Saudi Arabian low-cost carrier flynas reported a net loss of 714.6 million riyals ($190.5 million) for the first half of 2025, compared to a net profit of 388 million riyals ($103.5 million) a year earlier, driven by one-off expenses related to its initial public offering (IPO).
flynas disclosed the price range and launched its institutional book building for its IPO on May 12, 2025, with expectations to raise between 3.9bn riyals ($1.04bn) and 4.1bn riyals ($1.09bn), implying a market capitalisation of the company at listing ranging between 13bn riyals ($3.47bn) and 13.7bn riyals ($3.65bn).
The company said the loss was entirely due to non-recurring IPO-related charges of 1.08bn riyals ($288.0 million), including a 981.9 million riyals ($261.9 million) employee share-based payment and 101 million riyals ($26.9 million) in listing fees.
Both were fully funded by pre-IPO shareholders and had no impact on underlying performance.
Adjusted for these one-time items and excluding sale-and-leaseback (SLB) gains, flynas posted a first half adjusted net profit of 338.6 million riyals ($90.3 million), up 21.5% on the prior year.
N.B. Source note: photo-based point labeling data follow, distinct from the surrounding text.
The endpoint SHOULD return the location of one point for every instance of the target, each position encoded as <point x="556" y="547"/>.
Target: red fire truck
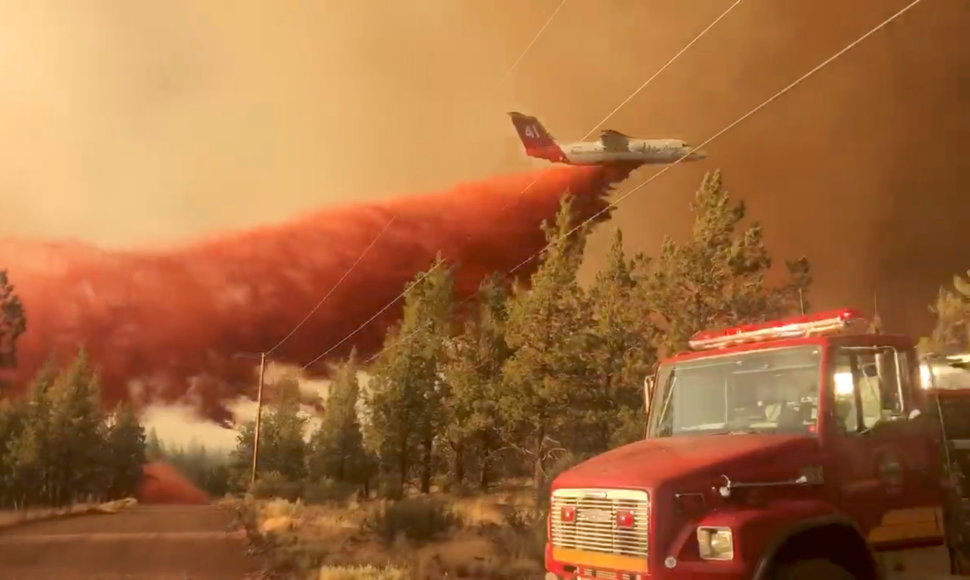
<point x="804" y="448"/>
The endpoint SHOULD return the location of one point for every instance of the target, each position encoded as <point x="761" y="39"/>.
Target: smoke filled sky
<point x="133" y="124"/>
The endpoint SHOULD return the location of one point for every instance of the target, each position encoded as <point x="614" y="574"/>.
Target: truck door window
<point x="868" y="386"/>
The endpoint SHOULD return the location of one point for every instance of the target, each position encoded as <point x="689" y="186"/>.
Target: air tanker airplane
<point x="612" y="147"/>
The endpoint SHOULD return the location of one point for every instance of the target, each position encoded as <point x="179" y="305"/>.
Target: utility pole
<point x="259" y="415"/>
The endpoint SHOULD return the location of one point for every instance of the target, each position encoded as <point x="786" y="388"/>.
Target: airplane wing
<point x="614" y="140"/>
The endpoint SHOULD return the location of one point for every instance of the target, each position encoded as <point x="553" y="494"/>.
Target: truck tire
<point x="812" y="570"/>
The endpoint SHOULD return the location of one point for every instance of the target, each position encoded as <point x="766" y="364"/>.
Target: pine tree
<point x="337" y="449"/>
<point x="154" y="449"/>
<point x="76" y="435"/>
<point x="126" y="448"/>
<point x="29" y="451"/>
<point x="282" y="443"/>
<point x="473" y="378"/>
<point x="11" y="425"/>
<point x="547" y="380"/>
<point x="405" y="397"/>
<point x="624" y="352"/>
<point x="717" y="278"/>
<point x="13" y="323"/>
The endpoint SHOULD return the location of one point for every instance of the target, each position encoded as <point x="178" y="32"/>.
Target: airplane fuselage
<point x="646" y="151"/>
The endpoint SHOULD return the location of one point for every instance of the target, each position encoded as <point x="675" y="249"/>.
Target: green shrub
<point x="274" y="484"/>
<point x="329" y="490"/>
<point x="525" y="534"/>
<point x="417" y="520"/>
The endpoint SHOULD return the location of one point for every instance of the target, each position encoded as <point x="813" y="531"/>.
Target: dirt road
<point x="143" y="542"/>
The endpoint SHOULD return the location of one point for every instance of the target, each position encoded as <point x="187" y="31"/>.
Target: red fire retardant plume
<point x="162" y="484"/>
<point x="161" y="325"/>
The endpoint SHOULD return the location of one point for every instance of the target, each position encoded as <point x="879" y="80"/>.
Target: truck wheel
<point x="813" y="570"/>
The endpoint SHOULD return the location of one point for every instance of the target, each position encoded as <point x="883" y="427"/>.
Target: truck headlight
<point x="715" y="543"/>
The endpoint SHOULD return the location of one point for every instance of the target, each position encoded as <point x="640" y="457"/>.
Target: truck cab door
<point x="882" y="447"/>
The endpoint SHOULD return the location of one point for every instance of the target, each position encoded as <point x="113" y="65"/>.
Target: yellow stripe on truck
<point x="908" y="524"/>
<point x="598" y="560"/>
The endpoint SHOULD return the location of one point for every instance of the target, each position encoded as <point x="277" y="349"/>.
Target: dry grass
<point x="498" y="535"/>
<point x="11" y="518"/>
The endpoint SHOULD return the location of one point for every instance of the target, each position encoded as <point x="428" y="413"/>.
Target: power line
<point x="407" y="288"/>
<point x="663" y="68"/>
<point x="727" y="128"/>
<point x="724" y="130"/>
<point x="529" y="46"/>
<point x="613" y="112"/>
<point x="334" y="287"/>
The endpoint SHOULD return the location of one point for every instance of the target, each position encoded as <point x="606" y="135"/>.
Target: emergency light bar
<point x="830" y="322"/>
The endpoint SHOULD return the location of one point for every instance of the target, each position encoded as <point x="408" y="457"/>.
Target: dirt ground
<point x="168" y="542"/>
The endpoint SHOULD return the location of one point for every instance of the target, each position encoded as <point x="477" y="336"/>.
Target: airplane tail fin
<point x="537" y="141"/>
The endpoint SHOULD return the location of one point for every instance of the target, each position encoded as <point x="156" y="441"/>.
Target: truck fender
<point x="781" y="538"/>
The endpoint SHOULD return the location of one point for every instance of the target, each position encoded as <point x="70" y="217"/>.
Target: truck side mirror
<point x="648" y="383"/>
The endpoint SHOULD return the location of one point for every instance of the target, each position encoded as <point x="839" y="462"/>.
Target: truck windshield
<point x="766" y="391"/>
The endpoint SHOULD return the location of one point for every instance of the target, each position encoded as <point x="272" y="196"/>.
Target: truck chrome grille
<point x="594" y="524"/>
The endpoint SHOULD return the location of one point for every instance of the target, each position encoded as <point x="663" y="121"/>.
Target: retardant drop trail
<point x="163" y="484"/>
<point x="162" y="325"/>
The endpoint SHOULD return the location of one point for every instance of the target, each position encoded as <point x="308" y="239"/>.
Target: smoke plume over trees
<point x="531" y="374"/>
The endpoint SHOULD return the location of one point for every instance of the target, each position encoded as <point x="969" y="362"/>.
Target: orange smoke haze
<point x="162" y="326"/>
<point x="161" y="483"/>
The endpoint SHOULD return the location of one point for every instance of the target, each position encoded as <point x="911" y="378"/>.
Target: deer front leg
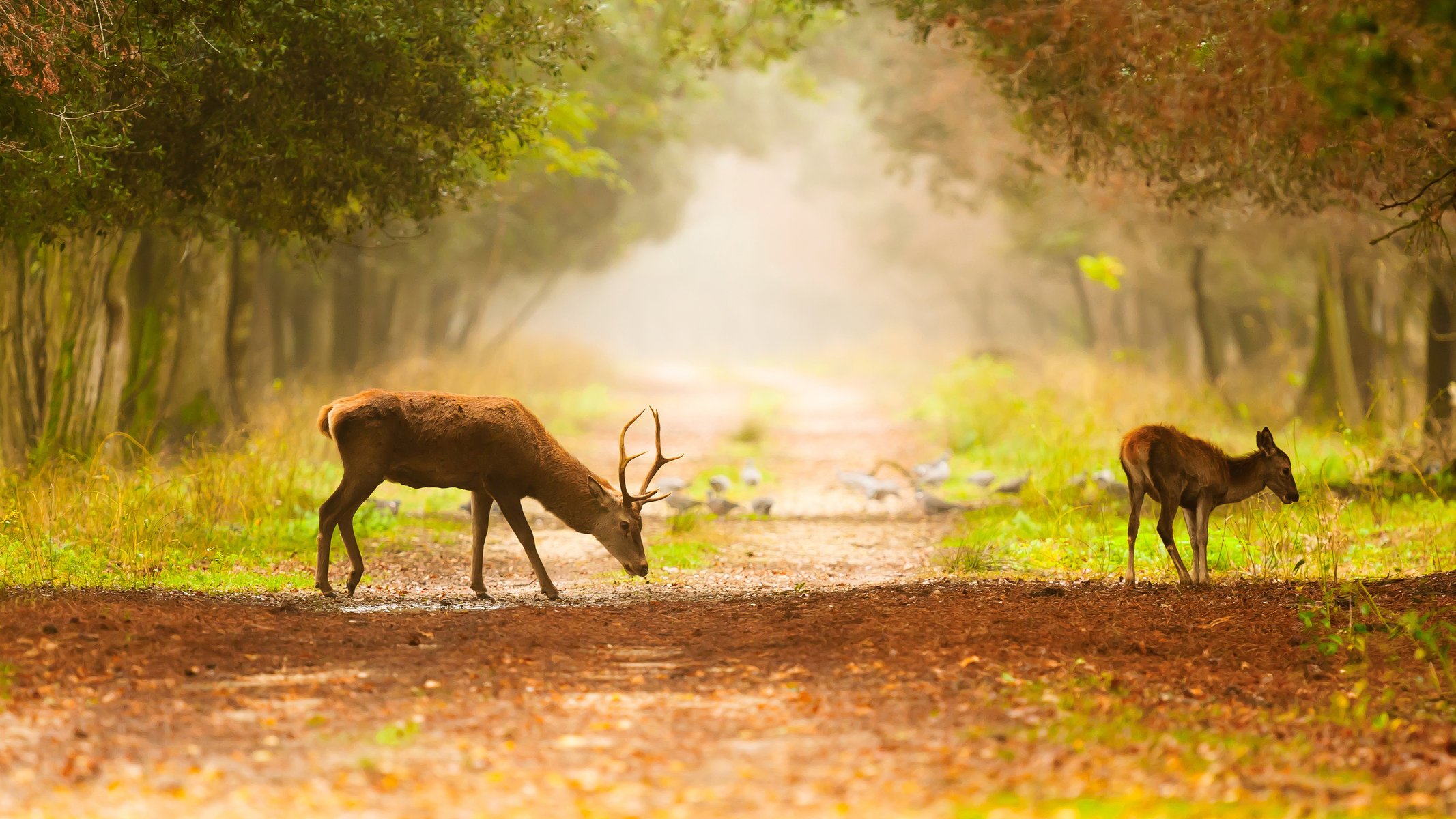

Adjusted EBITDA rose 18.5% to 1.35bn riyals ($359.1 million).
Revenue for the period rose 1.3% to 3.97bn riyals ($1.06bn), supported by strong Hajj-related traffic during the second quarter of the year.
The second quarter alone saw a 17.3% rise in revenue when compared to the first quarter to 2.14bn riyals ($570.8 million), despite a 1.5% decline due to early visa suspensions and regional instability.
flynas said its second quarter adjusted net profit stood at 190.7 million riyals ($50.9 million), down slightly from 195.7 million riyals ($52.2 million) last year, while adjusted EBITDA grew 16% to 735.9 million riyals ($195.9 million).